Albert, die 1999 mit ihrem Debüt „Nordrand“ internationales Lob erntete und damit auch den österreichischen Film ins Rampenlicht rückte, ist inzwischen 42. „Böse Zellen“ und „Fallen“, ihre beiden Nachfolgerfilme, erfuhren gemischte Reaktionen. „Die Lebenden“, ihr erster Film seit einigen Jahren, stieß in San Sebastián ob des Themas auf leise Kritik. „Ist es nicht ein weiterer: ,My grandfather was a Nazi‘-Film?“, habe sie ein Kritiker gefragt. Und warum behandelten österreichische Filme eigentlich ständig die NS-Vergangenheit, war eine andere Frage.

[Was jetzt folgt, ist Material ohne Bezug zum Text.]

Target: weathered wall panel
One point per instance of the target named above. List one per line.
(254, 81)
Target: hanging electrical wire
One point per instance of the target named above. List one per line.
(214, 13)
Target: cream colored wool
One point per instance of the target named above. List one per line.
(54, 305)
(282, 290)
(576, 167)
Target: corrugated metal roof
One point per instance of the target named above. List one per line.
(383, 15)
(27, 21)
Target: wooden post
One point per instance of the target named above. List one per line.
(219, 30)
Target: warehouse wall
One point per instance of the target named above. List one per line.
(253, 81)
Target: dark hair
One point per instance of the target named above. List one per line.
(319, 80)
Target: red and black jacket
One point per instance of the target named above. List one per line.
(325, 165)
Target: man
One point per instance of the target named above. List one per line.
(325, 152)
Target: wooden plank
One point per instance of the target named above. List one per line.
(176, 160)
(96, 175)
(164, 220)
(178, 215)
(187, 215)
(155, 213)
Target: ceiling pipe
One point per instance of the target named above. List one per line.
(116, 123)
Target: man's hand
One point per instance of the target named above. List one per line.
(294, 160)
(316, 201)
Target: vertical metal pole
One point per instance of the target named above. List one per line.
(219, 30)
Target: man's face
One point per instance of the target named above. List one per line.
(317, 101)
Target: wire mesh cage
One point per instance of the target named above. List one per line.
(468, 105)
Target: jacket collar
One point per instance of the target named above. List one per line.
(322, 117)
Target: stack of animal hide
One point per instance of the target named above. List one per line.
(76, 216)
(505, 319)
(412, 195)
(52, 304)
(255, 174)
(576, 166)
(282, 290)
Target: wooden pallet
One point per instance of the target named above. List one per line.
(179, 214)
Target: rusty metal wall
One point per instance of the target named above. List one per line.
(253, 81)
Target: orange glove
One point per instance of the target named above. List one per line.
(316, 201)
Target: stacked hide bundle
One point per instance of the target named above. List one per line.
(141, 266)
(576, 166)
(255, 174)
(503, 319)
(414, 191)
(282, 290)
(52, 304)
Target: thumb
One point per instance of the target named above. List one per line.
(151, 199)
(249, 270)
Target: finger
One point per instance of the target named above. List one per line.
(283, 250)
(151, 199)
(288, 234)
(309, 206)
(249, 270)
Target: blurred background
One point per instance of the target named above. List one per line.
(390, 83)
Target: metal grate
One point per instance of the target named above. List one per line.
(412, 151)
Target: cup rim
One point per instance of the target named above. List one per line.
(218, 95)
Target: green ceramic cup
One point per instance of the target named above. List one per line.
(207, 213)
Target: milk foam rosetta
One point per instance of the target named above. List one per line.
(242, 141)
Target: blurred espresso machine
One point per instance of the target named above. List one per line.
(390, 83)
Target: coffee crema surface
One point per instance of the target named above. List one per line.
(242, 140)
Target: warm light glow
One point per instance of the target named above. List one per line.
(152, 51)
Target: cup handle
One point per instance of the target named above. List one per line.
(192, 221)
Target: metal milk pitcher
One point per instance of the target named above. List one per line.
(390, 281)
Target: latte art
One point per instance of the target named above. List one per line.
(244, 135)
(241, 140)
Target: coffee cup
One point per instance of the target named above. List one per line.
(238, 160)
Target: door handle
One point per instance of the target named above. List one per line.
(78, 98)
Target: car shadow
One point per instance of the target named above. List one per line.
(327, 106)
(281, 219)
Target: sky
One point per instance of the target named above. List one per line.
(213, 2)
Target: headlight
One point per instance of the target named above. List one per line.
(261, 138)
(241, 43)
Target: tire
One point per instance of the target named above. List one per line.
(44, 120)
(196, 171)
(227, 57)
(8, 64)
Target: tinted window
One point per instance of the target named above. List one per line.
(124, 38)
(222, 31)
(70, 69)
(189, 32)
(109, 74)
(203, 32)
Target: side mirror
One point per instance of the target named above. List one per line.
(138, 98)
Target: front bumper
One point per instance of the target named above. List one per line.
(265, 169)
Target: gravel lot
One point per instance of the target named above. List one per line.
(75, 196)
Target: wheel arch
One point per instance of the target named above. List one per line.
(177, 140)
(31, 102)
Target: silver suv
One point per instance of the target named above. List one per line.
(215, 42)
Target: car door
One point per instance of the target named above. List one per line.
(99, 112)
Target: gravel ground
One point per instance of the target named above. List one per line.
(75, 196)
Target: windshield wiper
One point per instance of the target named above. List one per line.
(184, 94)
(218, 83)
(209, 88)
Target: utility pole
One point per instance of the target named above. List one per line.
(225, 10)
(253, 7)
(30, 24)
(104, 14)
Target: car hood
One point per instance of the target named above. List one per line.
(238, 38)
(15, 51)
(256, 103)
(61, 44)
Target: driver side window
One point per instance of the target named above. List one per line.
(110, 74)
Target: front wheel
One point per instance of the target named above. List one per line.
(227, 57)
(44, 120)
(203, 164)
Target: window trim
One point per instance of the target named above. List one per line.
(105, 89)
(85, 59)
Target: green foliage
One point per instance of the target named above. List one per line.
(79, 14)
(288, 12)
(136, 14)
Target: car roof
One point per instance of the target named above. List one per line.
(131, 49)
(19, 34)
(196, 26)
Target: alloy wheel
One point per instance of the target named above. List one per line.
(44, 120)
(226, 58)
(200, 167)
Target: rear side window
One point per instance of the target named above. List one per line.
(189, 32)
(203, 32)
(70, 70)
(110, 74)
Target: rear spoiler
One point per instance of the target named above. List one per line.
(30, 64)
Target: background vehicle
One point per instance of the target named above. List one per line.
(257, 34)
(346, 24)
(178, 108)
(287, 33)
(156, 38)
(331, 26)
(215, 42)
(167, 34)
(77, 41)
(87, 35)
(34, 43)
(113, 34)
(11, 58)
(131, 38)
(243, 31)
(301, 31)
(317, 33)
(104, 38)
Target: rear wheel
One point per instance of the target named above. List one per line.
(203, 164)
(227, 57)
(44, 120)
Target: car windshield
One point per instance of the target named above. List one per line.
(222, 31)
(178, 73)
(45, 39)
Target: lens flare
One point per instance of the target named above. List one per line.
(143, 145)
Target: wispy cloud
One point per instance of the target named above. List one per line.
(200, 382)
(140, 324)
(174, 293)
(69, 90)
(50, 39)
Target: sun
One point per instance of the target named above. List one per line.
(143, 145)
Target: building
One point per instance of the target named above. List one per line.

„Es ist nicht nur eine Holocaust-Auseinandersetzung, sondern die einer Täterenkelin“, meint Albert. Sie kenne Dokumentarfilme und historische Filme zur Thematik, aber keine Spielfilme. Daher sei die Idee für einen Gegenwartsfilm über Täterenkel nahegelegen. Außerdem „sind wir noch lange nicht overholocausted“, sagt sie. „Wenn ich mit 20-Jährigen über den Zweiten Weltkrieg rede, meinen die, sie wüssten alles. Wenn ich aber nach Details frage, haben sie keine Ahnung vom Unterschied zwischen Wehrmacht und SS.“

Albert selbst habe sich als Kind bereits mit Anne Frank identifizieren können. „Erst als ich 30 Jahre alt war, habe ich mir meine eigene Familie angeschaut. Leider zu spät, mein Großvater war da schon gestorben und ich konnte ihn nicht mehr befragen“, meint sie. Nach einiger Recherche habe Albert erfahren, dass ihr Großvater ein SS-Wachmann gewesen war: „Am Anfang war ich schockiert und habe mich geschämt, obwohl ich wusste, für die Taten meines Großvaters nicht verantwortlich zu sein.“

Mit der Arbeit zu ihrem Film habe sich dieses Gefühl verändert. Albert habe mit der Zeit akzeptiert, dass das ihre Herkunft sei. „Aber der Film war keine Therapie und ist kein Tagebuch.“ Der Film solle Täterenkeln dabei helfen, über ihre Herkunft zu sprechen. „Ich möchte darauf aufmerksam machen, dass Großväter jetzt sterben. Sie können nicht mehr lange darüber sprechen, wie es als Täter war.“ Täter hätten jahrzehntelang geschwiegen. Das sei aber ein großes Problem: „Wir müssen ihre Erfahrungen für die Nachkommen bewahren und damit zeigen, dass niemand vor solchen Taten gefeit ist“, meint sie „Nicht sie waren die Monster, sondern das System dahinter.“


Waren Sitas Eltern den Eltern von Barbara Albert ähnlich? „Nein, natürlich nicht“, sagt Albert. „Grundsätzlich war die SS-Vergangenheit meines Großvaters kein Thema, bis ich den Film gedreht habe. Aber als meine Familie ihn dann gesehen hat, hat er etwas bewirkt. Dadurch sind wir uns alle wieder ein Stück näher gekommen.“

Viele Täterenkel hätten aber trotzdem noch Scham und Schuldgefühle. Deswegen sei die Auseinandersetzung mit dem Thema so wichtig: „Wenn Opfer- und Täterenkel miteinander sprechen, hat das schon eine therapeutische Wirkung“, so Albert. Es helfe niemandem, sich ein Leben lang mit Schuldgefühlen zu geißeln. „Besser ist, wir lernen etwas daraus, damit so etwas wie der Zweite Weltkrieg nicht noch einmal passiert.“

Zur Person

Barbara Albert (geb. 1970) feierte als Regisseurin und Drehbuchautorin ihren ersten großen Erfolg mit dem Film „Nordrand“ aus dem Jahr 1999, der beim Filmfestival in Venedig für den „Goldenen Löwen“ nominiert wurde. Die Wienerin studierte Theaterwissenschaften, Publizistik und Germanistik an der Uni Wien, danach Regie- und Drehbuch an der Wiener Filmakademie. Am 23. November startet ihr neuer Film „Die Lebenden“ über die Suche einer Enkelin nach der NS-Vergangenheit ihres Großvaters.